Other non-governmental organizations (NGOs) are little better, he says. “This crisis has really opened my eyes to the so-called work that NGOs do. A lot of them are just here to make money.”

Kempson can count on two hands the number of NGO representatives he’s met, from all over the world, who expound their humanitarian plans for the refugees – improved sanitation, accommodation, medical care – and then leave the island without doing anything.

It’s not the only battle he’s had to fight. The residents of Molyvos, the nearest town and a hub of tourism, have been very hostile to efforts to help the transitory refugee population.

Kempson has had his tires slashed and been spat on by angry locals. “They think that if we’re horrible to the refugees they won’t come.”

After receiving three portable toilets for use by the refugees, Kempson’s volunteers were forbidden to put them up by the local council. “The mayor of Mytilene [Lesbos’ capital] can see what’s going on, but he’s powerless to stop it. These people rule by fear.”

At an open meeting of Molyvos’ Ladies Association in June to discuss the refugee crisis, a woman stood up and said, “Shoot them on the beaches.”

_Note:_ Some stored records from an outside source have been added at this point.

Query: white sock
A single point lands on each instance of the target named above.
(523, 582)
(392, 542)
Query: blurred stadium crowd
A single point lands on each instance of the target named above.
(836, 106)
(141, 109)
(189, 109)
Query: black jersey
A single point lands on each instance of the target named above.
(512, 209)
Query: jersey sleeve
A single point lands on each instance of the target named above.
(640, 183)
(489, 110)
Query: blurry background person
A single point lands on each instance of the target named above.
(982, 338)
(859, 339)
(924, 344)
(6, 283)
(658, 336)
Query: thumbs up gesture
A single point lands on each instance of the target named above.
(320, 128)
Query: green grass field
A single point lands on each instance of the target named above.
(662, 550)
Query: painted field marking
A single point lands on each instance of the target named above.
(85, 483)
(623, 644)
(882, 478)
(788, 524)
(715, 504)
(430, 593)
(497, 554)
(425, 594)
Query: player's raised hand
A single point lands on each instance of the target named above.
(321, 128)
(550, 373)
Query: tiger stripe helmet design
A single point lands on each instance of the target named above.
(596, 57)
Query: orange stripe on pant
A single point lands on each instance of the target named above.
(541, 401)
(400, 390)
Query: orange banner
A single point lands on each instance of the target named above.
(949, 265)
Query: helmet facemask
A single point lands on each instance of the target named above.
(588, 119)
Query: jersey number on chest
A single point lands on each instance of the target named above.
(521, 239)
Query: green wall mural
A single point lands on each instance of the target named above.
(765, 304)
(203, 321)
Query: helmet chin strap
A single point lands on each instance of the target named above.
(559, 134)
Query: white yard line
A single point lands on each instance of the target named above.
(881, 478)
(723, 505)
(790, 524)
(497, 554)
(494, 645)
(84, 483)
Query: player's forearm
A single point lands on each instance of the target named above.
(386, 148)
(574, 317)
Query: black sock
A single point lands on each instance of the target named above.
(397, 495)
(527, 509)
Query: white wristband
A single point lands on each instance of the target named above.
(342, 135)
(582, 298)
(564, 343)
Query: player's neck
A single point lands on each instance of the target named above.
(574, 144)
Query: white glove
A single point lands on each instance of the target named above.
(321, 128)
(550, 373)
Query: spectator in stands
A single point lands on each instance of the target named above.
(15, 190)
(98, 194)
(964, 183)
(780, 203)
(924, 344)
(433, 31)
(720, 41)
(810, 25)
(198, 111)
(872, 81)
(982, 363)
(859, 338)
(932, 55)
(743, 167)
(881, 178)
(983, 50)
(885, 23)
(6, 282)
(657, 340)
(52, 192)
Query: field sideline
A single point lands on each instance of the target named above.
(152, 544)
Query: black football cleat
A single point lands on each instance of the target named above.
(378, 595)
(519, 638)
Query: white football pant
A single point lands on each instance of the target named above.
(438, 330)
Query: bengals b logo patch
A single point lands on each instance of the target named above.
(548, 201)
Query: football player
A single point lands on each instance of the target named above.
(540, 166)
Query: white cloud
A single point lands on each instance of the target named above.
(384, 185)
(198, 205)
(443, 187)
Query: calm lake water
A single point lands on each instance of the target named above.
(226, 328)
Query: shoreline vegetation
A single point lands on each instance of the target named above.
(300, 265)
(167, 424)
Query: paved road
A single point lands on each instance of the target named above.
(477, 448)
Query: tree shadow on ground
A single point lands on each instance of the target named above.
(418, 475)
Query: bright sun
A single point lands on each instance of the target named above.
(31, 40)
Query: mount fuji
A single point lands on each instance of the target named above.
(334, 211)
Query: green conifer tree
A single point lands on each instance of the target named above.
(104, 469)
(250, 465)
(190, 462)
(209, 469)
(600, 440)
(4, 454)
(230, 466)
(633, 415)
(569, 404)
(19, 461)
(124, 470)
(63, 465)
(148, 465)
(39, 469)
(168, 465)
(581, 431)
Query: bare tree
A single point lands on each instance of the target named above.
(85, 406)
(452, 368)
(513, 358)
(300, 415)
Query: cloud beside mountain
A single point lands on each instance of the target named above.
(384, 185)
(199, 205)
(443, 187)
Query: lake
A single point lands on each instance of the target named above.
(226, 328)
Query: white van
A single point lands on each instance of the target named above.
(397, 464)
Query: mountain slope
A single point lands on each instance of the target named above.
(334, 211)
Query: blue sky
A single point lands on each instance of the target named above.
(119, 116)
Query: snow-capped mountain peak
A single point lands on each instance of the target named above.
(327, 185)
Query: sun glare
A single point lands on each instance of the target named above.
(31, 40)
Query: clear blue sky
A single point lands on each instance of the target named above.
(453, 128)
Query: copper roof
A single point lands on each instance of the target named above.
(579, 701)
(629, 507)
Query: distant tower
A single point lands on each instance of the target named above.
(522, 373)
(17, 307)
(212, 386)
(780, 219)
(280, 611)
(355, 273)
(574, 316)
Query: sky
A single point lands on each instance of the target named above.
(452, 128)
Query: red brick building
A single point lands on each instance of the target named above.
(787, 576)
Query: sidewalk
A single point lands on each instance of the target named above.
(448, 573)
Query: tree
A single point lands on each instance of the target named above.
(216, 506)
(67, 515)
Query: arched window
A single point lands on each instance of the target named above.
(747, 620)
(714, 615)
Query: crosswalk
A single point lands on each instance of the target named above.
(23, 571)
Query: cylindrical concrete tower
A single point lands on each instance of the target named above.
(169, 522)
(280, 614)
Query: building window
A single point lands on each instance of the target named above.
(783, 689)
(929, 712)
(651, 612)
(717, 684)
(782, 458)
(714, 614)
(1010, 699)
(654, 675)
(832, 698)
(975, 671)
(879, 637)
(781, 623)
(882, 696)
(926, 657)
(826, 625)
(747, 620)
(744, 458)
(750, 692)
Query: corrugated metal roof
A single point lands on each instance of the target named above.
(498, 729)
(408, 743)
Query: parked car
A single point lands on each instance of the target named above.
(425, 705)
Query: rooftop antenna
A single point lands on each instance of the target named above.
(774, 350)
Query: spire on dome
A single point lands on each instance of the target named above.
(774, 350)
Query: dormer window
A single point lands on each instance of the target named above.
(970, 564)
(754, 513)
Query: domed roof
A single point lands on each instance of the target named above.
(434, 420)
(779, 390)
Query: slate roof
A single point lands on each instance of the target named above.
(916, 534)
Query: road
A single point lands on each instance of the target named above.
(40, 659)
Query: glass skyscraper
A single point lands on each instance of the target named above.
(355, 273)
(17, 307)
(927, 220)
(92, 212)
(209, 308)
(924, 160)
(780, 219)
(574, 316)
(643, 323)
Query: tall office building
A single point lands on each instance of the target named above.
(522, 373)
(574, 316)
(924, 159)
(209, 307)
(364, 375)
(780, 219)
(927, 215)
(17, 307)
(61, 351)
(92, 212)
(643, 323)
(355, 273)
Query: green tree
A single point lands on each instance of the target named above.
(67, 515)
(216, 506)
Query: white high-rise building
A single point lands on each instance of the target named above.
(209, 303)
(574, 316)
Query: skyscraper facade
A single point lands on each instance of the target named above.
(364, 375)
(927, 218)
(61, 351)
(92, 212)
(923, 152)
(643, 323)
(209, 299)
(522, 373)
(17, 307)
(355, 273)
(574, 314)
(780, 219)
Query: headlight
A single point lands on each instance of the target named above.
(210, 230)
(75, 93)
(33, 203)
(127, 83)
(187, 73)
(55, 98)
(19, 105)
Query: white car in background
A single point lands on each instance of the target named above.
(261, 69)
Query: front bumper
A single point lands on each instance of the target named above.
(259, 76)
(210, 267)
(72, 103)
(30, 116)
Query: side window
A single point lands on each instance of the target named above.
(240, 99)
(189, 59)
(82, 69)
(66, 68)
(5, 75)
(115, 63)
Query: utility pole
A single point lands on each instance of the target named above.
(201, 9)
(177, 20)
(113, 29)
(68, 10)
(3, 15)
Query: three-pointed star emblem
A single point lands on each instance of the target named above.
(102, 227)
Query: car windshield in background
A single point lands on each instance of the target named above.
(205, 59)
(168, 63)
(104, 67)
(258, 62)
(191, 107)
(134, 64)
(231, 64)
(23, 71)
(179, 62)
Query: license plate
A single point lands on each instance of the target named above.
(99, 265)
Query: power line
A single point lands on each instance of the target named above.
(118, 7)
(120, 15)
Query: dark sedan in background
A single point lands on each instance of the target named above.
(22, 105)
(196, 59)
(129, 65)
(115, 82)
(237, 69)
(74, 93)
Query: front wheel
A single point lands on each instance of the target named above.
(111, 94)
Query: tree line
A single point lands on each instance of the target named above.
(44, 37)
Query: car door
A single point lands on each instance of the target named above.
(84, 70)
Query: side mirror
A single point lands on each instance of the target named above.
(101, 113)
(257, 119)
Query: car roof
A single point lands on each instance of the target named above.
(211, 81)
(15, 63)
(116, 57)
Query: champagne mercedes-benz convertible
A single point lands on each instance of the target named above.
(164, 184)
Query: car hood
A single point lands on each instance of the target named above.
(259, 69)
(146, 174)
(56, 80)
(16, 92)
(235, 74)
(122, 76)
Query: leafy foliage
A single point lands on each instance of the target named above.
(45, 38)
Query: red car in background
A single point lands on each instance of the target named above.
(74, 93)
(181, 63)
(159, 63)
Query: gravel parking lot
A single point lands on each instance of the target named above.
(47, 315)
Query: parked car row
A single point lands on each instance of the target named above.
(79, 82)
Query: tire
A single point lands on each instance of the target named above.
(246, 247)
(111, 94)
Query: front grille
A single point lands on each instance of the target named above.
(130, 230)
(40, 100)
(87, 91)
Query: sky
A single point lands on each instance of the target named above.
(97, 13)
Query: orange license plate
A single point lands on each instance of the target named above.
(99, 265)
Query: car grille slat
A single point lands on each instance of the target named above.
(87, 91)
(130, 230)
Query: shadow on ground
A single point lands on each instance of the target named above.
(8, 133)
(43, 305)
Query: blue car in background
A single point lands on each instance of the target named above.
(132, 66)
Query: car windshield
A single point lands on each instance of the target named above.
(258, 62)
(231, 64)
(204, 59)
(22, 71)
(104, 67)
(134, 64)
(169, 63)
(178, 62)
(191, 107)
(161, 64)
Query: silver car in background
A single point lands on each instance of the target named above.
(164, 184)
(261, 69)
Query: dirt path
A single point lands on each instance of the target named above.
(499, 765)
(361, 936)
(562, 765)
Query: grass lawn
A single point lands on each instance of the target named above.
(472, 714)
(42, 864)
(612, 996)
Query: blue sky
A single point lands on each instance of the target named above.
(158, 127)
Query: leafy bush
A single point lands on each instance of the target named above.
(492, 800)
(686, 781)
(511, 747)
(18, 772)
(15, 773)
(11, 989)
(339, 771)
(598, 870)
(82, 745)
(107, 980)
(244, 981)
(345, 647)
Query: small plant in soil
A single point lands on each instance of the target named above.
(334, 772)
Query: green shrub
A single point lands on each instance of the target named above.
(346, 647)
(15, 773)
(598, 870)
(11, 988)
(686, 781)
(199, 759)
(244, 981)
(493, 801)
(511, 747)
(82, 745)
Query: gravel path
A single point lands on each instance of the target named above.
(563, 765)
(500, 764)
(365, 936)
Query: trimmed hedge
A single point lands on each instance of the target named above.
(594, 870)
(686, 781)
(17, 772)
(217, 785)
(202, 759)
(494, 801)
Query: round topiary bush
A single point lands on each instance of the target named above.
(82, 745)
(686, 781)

Not all of the locals have responded in such a violent way. Many, Kempson says, have been the first to welcome families when they arrive and attend to the infants. Staff at seafront restaurants and hotels have donated bottles of water and blankets for children. The villagers of Skala Sikaminias, a few miles northeast of Molyvos, on whose shores many refugee boats arrive, have been incredibly kind, Kempson tells IBT.

The next months will be some of the hardest the volunteers have seen this year, he says. “In the winter we’re going to lose a lot of people through hypothermia. We need all the help we can get. But [the leaders of Molyvos] don’t see it that way. They don’t care.”

But Kempson is not a man easily dissuaded. He returns to his tool kit to resume building the storage units that will house supplies for the refugees. If anyone can find a practical solution to the problem, it’s him.